Secondary structures can improve fluorogenicity. (A) Schematic of the reduced dynamics in the unbound, ssDNA state of probes capable of forming intramolecular base pairs, and leading to a reduced average F–Q distance. (B) NUPACK prediction of secondary structure at 25°C based on a 4-nt self-complementary region of the 3′ end and centre section of the sequence. (C) Signal intensity in the hybridized state and background level, normalized to the dye-only reference construct. The 18-nt probe with secondary structure emits the same signal level as the F-only reference, the 15-nt and the 20-nt sample, suggesting full hybridization and no residual FRET quenching. The background is reduced to 1.5%–2%, resulting in an FF of 63, 5× larger than in reference constructs of comparable lengths. (D) Zoom-in of panel (C). Background emission by unbound probes, normalized to the dye-only reference construct. Secondary structure in the 18-nt probe is significantly reducing the background emission compared to probes of similar length without any secondary structures (as indicated by reference lines for 15- and 20-nt constructs). Mean values and standard deviation from three independent experiments.

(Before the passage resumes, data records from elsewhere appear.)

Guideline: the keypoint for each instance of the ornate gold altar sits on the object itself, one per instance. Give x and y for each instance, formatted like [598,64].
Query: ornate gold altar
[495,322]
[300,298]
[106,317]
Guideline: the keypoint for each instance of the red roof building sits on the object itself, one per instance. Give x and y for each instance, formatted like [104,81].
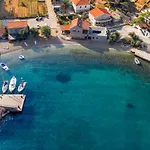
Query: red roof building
[100,17]
[81,5]
[17,24]
[96,12]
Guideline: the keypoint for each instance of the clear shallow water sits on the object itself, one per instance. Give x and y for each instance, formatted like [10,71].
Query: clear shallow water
[88,113]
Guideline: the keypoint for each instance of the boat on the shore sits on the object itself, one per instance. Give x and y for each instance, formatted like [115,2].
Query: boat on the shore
[12,84]
[21,86]
[137,61]
[5,86]
[21,57]
[4,66]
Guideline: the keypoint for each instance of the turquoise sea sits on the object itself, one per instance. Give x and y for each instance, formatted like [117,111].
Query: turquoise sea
[73,104]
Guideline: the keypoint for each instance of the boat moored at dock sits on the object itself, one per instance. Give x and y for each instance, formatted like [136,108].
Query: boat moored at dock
[5,86]
[21,86]
[21,57]
[4,66]
[136,60]
[12,84]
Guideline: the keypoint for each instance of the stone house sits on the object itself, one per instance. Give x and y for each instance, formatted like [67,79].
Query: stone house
[80,6]
[15,27]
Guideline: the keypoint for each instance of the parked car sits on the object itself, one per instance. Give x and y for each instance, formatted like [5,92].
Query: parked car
[37,19]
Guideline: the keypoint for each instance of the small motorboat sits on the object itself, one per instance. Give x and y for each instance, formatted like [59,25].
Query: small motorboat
[5,86]
[22,86]
[21,57]
[137,61]
[12,84]
[4,66]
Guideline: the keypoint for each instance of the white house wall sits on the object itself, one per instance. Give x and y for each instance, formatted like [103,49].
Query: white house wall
[76,33]
[92,20]
[103,17]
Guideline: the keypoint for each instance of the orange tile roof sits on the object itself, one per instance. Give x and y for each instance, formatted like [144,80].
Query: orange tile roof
[17,24]
[2,31]
[81,2]
[65,27]
[80,23]
[98,12]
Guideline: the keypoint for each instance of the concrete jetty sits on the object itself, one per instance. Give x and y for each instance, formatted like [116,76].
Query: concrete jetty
[142,54]
[12,102]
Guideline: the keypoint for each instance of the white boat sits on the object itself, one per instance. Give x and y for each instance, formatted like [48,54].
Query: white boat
[4,66]
[137,61]
[21,57]
[22,86]
[12,84]
[5,86]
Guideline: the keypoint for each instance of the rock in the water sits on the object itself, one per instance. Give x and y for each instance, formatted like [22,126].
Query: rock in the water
[129,105]
[63,78]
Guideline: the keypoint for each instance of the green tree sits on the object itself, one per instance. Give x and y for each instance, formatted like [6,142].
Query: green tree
[113,37]
[46,31]
[34,32]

Here, we focus on a short 4-nt intramolecular complementarity within an 18-nt probe (ΔG = −4.23 kcal/mol at 25°C based on NUPACK [56]). The NUPACK prediction shows that it folds the 3′ end into the centre region (Fig. 4B). We hypothesized that this would shift the equilibrium of possible ssDNA states in the unbound state towards those with base pairing and hence impose a closer F–Q distance (Fig. 4A, and FRET experiments in Supplementary Fig. S2). At the same time, the stability of this interaction is low, and the remaining 5′ segment of the probe can serve as a toehold [57] to facilitate efficient binding to a target.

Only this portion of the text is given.